The 1999 fire that burned Mt. Pisgah grasslands also benefited the site by eradicating poison oak. Similarly, the winter storm earlier this month both damaged and enhanced the Lane County arboretum. Tom LoCascio, Mt. Pisgah site manager, says the deciduous forest got hit:
LoCascio: “We saw a lot of tops breaking out of trees. It seemed like the oaks in particular took it pretty hard, and some of the big leaf maples as well.”
In assessing damage, LoCascio says, sometimes we consider only the individual species, the single oak tree,
LoCascio: “…but if you look a little bit deeper, you find that all these plants are part of an ever-evolving ecosystem.

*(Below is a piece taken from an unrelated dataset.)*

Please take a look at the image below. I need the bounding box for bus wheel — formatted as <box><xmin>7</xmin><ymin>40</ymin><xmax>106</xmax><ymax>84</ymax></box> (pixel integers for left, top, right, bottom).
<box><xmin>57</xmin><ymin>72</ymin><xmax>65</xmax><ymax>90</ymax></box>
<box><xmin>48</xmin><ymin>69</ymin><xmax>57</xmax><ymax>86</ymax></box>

This was definitely a storm that thinned our forests, that is going to release other trees to their benefit. Fungi, some of the birds and animals and insects are also going to benefit.”
Meanwhile, at Veneta’s Oregon Country Fair site, situated on a 440-acre flood plain, operations manager Tony Clementi is waiting for the Long Tom River to recede:
Clementi: “Much of our site was and is currently under water, so our availability to get in and really do a comprehensive assessment of the damage has been limited.”
Clementi expressed confidence his volunteers will restore the property. He says the 45th Oregon Country Fair will debut July 11th and..
Clementi: “...by the time the gates open, nobody will know the difference and we’ll have a wonderful magical event.”
Mt. Pisgah's Locascio will lead a walk there Saturday at 10 to view the grounds. And volunteers are invited to an “ecological enhancement party” from noon to two to help with habitat restoration.